Fourth, Jeremy Lazarus at the Richmond Free Press digs into the City Charter to see who really has the authority to remove the monuments and who needs to be involved in the process. Turns out the dang Planning Commission, possibly the Commission of Architectural Review, and maybe even the Public Art Commission. City process is sometimes deep and laborious!
Vanessa Remmers at the RTD has a good piece on the lack of affordable housing in Chesterfield County. She talks to Laura Lafayette, CEO of The Richmond Association of Realtors, who lays out a bunch of the challenges facing the County: not enough homes for first-time buyers, a high percentage of folks considered cost-burdened by their mortgage, an east-west divide when it comes to new construction, and a lack of public transportation to get folks to jobs.

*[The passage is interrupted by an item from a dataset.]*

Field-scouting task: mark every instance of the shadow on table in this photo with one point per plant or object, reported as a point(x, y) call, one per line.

Mark Robinson and Katy Burnell Evans at the RTD have an update on Paul Goldman’s ballot referendum: Council will not challenge the referendum in court. I agree with Council President Hilbert who said of the referendum, “I’m not sure this is going to make any difference at all.” Sounds like the Mayor, City Council, and School Board need to get together and figure out what their response will be when this referendum solidly passes in November. How can they use Goldman’s disruption to the process for good? Luckily, there are already meetings on the books for them to get together and talk about this kind of thing—thanks to the Mayor’s Education Compact.
Claudia Rupcich at WTVR recaps the second annual East End Community Day, an event where the community, local churches, organizations, and police come together to hangout with the goal of getting to know one another and preventing violence in the East End.

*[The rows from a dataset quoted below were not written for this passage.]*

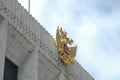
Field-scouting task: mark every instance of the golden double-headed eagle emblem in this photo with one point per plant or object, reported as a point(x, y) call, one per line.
point(63, 43)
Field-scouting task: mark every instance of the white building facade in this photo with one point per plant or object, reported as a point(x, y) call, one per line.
point(25, 43)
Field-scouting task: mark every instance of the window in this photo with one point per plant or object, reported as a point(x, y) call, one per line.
point(10, 70)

- Squirrels lost a bunch to Trenton over the weekend. They return home to host Altoona tonight at 6:35 PM. Tickets are available online.

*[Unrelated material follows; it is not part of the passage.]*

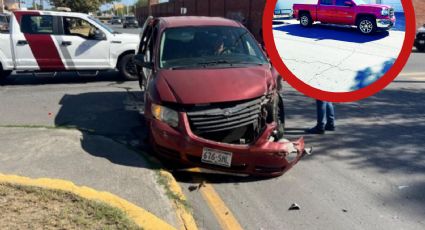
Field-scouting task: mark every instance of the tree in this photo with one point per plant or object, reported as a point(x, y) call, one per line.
point(84, 6)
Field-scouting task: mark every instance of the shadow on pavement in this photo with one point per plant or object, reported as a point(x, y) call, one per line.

- Kickers topped Charleston, 3-1.
- Nats came out even over thee weekend against the Mets. A new series against the Marlins begins tonight at 7:05 PM.
This morning's longread
Here’s a deep dive on Henry David Thoreau by Kathryn Schulz, one of my favorite writers.
In reality, Walden Pond in 1845 was scarcely more off the grid, relative to contemporaneous society, than Prospect Park is today. The commuter train to Boston ran along its southwest side; in summer the place swarmed with picnickers and swimmers, while in winter it was frequented by ice cutters and skaters. Thoreau could stroll from his cabin to his family home, in Concord, in twenty minutes, about as long as it takes to walk the fifteen blocks from Carnegie Hall to Grand Central Terminal. He made that walk several times a week, lured by his mother’s cookies or the chance to dine with friends. These facts he glosses over in “Walden,” despite detailing with otherwise skinflint precision his eating habits and expenditures. He also fails to mention weekly visits from his mother and sisters (who brought along more undocumented food) and downplays the fact that he routinely hosted other guests as well—sometimes as many as thirty at a time. This is the situation Thoreau summed up by saying, “For the most part it is as solitary where I live as on the prairies. It is as much Asia or Africa as New England. . . . At night there was never a traveller passed my house, or knocked at my door, more than if I were the first or last man.”